Shuffle the previous list, process the data in order according to the sampling interval of ${0.05, 0.1, 0.2, 0.3, 0.4, 0.5, 0.6, 0.7, 0.8, 0.9, 1.0}$ , and, for each sampling point, calculate the total reads/saturation value/median number of genes under bin1/bin200, respectively, and output the statistical result file.

Saturation value. Calculate the uniq reads (i.e., gene and MID are both uniq) and the total reads under all bins using the formula 1-(uniq reads/total reads). The algorithms for bin1 and bin200 are the same.

Median number of genes. Calculate the number of uniq genes under each bin and take the median. The algorithms for bin1 and bin200 are the same.

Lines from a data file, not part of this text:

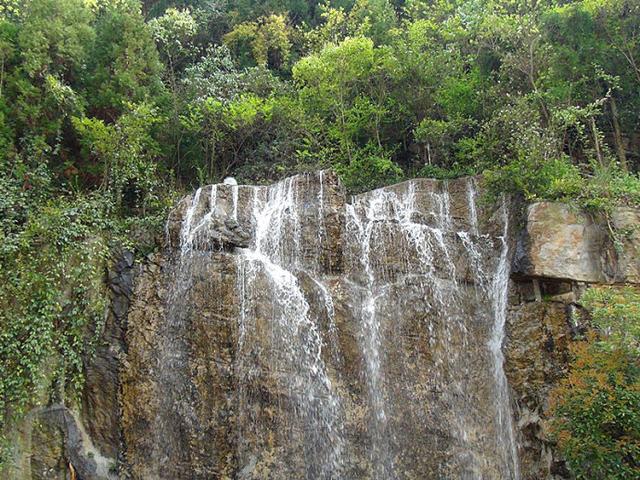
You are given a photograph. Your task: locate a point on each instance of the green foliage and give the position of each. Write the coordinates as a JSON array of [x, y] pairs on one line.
[[369, 168], [263, 42], [126, 153], [124, 65], [52, 301], [597, 406], [616, 311]]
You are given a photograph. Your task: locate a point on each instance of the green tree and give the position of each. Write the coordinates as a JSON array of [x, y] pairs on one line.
[[597, 406]]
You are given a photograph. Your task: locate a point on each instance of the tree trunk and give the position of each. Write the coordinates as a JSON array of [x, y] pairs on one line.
[[596, 141], [617, 135]]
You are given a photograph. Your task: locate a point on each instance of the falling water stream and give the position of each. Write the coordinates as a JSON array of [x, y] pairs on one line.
[[403, 238]]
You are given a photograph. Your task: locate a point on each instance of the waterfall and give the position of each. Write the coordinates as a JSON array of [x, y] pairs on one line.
[[274, 263], [369, 332]]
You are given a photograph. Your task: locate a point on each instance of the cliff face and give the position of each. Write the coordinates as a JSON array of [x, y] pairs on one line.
[[292, 332]]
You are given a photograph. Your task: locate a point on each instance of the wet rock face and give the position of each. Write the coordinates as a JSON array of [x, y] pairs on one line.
[[291, 332], [561, 243], [537, 356]]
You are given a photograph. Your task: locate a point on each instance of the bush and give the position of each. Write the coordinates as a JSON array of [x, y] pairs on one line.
[[597, 406]]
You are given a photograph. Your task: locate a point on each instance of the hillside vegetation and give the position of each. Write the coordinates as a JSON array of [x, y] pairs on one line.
[[110, 109]]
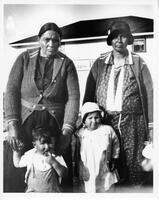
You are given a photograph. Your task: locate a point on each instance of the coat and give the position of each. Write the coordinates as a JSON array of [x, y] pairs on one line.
[[61, 97], [143, 79]]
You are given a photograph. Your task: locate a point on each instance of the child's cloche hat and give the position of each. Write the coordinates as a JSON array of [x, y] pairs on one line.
[[89, 107]]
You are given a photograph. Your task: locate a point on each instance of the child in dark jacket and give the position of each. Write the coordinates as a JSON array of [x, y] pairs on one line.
[[98, 151], [44, 168]]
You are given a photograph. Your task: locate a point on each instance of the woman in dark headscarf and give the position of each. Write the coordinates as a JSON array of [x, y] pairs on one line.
[[43, 89]]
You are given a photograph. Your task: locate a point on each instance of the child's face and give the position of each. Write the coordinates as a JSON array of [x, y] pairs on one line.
[[44, 147], [93, 120]]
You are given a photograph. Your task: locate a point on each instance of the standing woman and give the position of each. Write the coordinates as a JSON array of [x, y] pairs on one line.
[[42, 89], [120, 82]]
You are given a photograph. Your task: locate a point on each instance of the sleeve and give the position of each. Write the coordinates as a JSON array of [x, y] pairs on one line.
[[89, 95], [13, 97], [115, 145], [61, 161], [25, 160], [72, 105], [148, 91]]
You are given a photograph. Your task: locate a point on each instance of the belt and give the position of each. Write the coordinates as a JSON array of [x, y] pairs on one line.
[[39, 107]]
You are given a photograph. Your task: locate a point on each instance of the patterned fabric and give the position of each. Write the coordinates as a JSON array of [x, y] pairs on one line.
[[132, 125]]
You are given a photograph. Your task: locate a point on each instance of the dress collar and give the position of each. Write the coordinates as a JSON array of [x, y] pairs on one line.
[[110, 59]]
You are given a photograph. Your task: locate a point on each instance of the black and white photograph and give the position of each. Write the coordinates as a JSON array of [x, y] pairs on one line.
[[79, 99]]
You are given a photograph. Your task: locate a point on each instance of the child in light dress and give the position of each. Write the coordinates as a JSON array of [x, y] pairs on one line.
[[44, 168], [99, 151]]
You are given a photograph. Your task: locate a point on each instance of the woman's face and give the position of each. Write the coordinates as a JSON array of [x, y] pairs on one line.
[[93, 121], [119, 43], [49, 43]]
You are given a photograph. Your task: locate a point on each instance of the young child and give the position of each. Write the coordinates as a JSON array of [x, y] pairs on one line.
[[44, 168], [99, 151]]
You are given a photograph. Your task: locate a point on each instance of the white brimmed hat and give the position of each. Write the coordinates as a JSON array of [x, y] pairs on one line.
[[89, 107]]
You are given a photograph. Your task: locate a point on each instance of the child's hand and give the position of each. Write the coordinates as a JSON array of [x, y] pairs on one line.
[[49, 158], [113, 164]]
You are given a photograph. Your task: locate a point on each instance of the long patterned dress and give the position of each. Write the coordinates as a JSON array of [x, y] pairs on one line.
[[130, 121]]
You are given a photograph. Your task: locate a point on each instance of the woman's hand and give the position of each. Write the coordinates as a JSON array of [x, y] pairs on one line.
[[84, 172], [113, 164]]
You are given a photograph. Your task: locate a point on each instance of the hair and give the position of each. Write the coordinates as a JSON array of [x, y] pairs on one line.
[[119, 27], [41, 132], [50, 26]]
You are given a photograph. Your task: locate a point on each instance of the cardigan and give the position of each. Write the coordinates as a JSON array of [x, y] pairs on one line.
[[61, 97]]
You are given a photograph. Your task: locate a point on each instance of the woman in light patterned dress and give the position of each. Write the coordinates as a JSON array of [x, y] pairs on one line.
[[120, 82]]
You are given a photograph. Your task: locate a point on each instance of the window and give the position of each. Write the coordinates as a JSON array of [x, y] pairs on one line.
[[139, 45]]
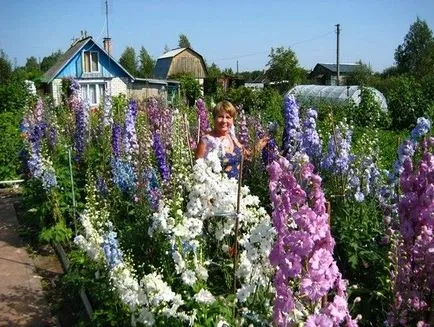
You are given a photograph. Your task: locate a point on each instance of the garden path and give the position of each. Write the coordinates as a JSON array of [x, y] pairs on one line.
[[22, 300]]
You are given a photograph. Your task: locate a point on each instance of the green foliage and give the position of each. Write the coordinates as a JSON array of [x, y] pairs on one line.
[[406, 102], [190, 88], [14, 96], [183, 41], [128, 60], [59, 233], [146, 64], [360, 75], [49, 61], [416, 51], [283, 67], [361, 253], [368, 113], [213, 71], [5, 68], [10, 146]]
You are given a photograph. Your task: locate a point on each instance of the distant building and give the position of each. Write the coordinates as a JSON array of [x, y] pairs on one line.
[[326, 74], [178, 61], [96, 71]]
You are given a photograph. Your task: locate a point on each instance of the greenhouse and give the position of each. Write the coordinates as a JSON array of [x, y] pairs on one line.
[[336, 93]]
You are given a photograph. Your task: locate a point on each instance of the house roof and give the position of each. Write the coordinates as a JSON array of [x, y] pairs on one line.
[[343, 68], [163, 63], [171, 53], [76, 47]]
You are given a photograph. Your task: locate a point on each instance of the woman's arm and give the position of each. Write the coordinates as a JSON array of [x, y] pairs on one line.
[[200, 150]]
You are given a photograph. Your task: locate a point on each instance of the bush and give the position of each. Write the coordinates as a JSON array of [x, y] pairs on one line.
[[10, 146]]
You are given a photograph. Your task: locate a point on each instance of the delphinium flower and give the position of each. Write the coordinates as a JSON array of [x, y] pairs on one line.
[[101, 186], [338, 156], [35, 151], [423, 126], [243, 131], [52, 136], [110, 246], [81, 125], [48, 176], [303, 251], [107, 118], [130, 136], [413, 276], [161, 157], [291, 130], [116, 140], [202, 115], [123, 175], [311, 143]]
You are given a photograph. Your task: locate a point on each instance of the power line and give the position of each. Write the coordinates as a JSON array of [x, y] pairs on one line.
[[264, 52]]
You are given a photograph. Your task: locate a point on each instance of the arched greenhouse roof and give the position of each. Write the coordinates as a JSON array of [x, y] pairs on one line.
[[336, 93]]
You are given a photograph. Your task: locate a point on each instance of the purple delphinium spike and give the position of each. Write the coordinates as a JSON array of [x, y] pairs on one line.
[[413, 277], [116, 140], [311, 142], [338, 156], [243, 131], [123, 176], [107, 118], [303, 250], [291, 129], [161, 157], [202, 115], [131, 145], [81, 121]]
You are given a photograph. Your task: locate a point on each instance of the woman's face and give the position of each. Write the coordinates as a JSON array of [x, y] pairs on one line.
[[223, 122]]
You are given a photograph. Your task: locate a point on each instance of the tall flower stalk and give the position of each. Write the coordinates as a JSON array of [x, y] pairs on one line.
[[309, 286], [291, 129], [131, 146], [413, 275], [202, 115]]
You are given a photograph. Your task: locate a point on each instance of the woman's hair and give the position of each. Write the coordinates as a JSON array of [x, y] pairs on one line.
[[224, 106]]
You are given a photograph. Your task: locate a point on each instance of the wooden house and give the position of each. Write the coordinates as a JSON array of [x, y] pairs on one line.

Uniq reads. The uniq reads of bin1 are all the uniq reads (i.e., gene and MID are both uniq) under all bin1; the uniq reads of bin200 are all the uniq reads under all bin200 (x, y coordinates of bin1, gene, and MID are all uniq).

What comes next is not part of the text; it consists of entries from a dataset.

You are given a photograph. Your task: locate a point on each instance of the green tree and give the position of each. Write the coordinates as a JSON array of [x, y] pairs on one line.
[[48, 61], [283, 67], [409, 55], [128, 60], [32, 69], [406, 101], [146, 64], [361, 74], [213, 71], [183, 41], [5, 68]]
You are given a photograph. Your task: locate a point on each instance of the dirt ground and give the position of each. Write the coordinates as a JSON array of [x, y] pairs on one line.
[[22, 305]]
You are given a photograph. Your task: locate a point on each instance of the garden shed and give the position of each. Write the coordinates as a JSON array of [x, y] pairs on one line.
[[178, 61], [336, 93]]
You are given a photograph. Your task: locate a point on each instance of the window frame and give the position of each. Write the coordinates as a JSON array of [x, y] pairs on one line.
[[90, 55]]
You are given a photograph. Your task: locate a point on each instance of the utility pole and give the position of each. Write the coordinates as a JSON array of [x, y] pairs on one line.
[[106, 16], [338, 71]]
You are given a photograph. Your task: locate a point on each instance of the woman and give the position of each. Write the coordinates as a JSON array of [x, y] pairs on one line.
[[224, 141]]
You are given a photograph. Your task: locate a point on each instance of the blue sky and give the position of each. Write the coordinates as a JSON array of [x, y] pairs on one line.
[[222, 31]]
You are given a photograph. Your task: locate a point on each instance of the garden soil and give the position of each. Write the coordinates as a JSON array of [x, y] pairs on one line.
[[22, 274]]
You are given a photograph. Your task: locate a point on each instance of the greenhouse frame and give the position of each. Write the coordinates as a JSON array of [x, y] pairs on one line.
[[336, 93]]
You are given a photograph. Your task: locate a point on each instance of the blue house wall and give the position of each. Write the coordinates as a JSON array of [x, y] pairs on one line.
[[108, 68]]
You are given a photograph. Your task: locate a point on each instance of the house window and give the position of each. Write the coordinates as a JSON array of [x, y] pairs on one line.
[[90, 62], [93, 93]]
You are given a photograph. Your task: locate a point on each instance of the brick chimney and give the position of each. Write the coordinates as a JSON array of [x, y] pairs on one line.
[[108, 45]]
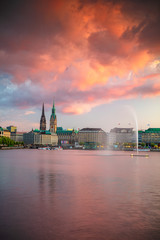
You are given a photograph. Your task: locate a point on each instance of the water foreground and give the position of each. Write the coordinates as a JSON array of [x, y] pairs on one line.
[[79, 195]]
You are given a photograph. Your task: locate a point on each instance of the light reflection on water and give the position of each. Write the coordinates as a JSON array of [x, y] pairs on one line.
[[79, 195]]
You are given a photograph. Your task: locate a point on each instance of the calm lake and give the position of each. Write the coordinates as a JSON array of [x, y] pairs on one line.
[[71, 194]]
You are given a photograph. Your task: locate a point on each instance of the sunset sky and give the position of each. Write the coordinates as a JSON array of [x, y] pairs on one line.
[[99, 60]]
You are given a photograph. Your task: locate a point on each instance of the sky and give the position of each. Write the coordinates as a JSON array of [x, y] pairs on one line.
[[98, 60]]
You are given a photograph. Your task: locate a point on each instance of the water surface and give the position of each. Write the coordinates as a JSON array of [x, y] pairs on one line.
[[78, 195]]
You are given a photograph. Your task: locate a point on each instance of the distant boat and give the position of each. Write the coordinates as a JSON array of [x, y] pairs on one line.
[[142, 149], [45, 148], [58, 148]]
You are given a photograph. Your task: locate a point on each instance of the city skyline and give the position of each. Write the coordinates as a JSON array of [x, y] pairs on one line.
[[98, 60]]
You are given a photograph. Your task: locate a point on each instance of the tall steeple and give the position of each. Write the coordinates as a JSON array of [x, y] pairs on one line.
[[53, 120], [43, 120]]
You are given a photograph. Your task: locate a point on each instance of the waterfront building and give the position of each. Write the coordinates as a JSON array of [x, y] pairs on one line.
[[40, 137], [67, 137], [4, 132], [43, 120], [53, 120], [121, 135], [12, 129], [151, 135], [43, 136], [17, 136], [92, 136]]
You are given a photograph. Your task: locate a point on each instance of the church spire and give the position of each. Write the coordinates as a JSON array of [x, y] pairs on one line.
[[53, 120], [43, 120], [43, 110]]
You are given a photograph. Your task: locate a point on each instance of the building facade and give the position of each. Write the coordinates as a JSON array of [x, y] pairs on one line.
[[12, 129], [43, 120], [40, 137], [67, 137], [17, 136], [4, 132], [121, 135], [151, 135], [92, 136], [53, 120], [43, 136]]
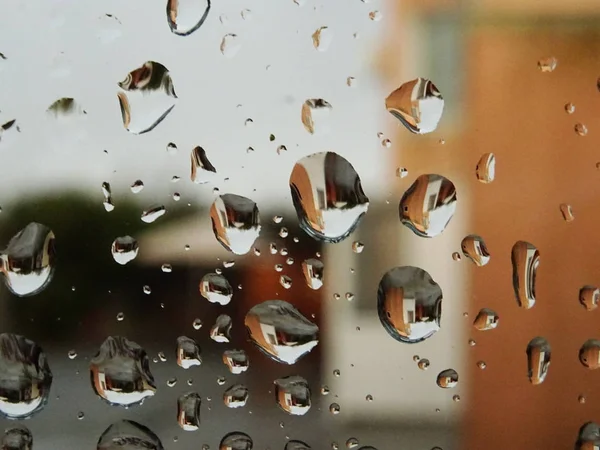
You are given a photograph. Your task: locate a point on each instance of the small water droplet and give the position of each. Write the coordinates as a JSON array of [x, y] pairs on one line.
[[417, 104]]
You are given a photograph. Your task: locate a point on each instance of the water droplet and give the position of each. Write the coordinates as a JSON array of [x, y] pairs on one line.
[[186, 16], [130, 435], [315, 115], [589, 354], [447, 379], [417, 104], [202, 170], [547, 64], [474, 248], [525, 261], [486, 319], [330, 214], [322, 38], [236, 441], [27, 262], [235, 396], [236, 360], [293, 395], [538, 360], [188, 352], [230, 45], [281, 331], [409, 304], [375, 16], [146, 97], [220, 330], [428, 205], [120, 372], [580, 129], [153, 213], [25, 377], [313, 273], [589, 296], [285, 281], [423, 364], [188, 411], [137, 186], [216, 289], [567, 212], [236, 222], [485, 170]]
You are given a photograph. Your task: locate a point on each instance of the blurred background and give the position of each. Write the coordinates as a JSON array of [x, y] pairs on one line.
[[482, 56]]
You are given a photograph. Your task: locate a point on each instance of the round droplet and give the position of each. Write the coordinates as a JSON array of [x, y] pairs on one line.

Memory issues in large chip scenarios

In large chip scenarios, in addition to the mask file, storing gene expression information in large IO files and matrix calculations can cause excessive memory consumption. To solve this problem, we used a series of optimization techniques, including batch processing of large IO files and partial matrix calculations, pre-calculating sizes to avoid using dynamically expanding data structures, and designing more finely-tuned custom data-types with smaller memory overhead based on business characteristics. These techniques enabled large chip data to be successfully completed on ordinary memory machines (256 GB).

Examples

mRNA spatial position restoration, filtering, and genome alignment statistics

Taking SS200000135TLD1 data (https://github.com/BGIResearch/SAW/tree/main/testdata) as an example, we executed mRNA spatial position restoration, filtering, and genome alignment in sequence, and obtained the statistics shown in Figure 2. Among 1 GB reads, 818 MB (78.8%, compared to the previous step) could be aligned back to spatial positions. After filtering, 763 MB (93.3%) reads were still left. After alignment to the genome, we obtained 641 MB (84.0%) of uniquely mapped reads.

Figure 2. — Summary of spatial position restoration, filtering, and genome alignment.

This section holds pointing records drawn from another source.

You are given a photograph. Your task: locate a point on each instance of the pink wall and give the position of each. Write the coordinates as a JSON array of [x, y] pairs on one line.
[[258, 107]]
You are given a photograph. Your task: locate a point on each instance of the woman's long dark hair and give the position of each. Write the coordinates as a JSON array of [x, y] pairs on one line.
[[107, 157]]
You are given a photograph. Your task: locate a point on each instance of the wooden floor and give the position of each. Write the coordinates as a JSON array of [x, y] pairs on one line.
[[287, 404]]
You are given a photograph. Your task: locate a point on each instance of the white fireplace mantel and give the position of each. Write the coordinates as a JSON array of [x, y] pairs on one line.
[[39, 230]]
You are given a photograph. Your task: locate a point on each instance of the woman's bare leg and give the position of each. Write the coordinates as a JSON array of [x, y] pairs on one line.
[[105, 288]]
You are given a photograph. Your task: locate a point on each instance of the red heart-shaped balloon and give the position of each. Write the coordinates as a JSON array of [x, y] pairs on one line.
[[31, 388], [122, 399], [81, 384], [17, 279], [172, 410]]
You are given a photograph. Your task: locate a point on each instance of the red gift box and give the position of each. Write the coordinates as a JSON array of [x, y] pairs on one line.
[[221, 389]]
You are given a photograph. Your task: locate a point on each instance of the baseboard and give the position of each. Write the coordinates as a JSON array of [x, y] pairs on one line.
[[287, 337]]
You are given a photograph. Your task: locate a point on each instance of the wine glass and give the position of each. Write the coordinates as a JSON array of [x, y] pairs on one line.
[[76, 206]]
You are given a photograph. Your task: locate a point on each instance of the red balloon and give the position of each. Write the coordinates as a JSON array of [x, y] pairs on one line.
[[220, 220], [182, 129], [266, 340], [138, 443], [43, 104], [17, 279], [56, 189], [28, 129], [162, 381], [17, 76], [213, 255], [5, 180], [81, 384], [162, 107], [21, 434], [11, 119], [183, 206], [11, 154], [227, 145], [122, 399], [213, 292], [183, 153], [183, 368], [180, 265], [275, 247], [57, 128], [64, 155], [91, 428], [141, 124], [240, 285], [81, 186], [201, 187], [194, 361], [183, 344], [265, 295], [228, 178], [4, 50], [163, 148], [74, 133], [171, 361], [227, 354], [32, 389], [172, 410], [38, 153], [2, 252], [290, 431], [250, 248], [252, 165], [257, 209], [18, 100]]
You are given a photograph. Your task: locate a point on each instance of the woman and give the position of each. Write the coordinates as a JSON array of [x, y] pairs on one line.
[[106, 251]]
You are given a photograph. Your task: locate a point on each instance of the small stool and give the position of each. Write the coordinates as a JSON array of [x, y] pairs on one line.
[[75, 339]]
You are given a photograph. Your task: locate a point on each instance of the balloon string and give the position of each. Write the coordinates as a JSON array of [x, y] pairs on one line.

Gene expression spatial distribution map

The BAM file generated after genome alignment was annotated and MID-corrected to produce expression information and statistical results. The expression information was stored in hdf5 format and could be visualized (Figure 3). The statistical results provided the number of exonic regions, introns, and intergenic regions annotated. A total of 481 MB reads were annotated in the exonic region (Table 1).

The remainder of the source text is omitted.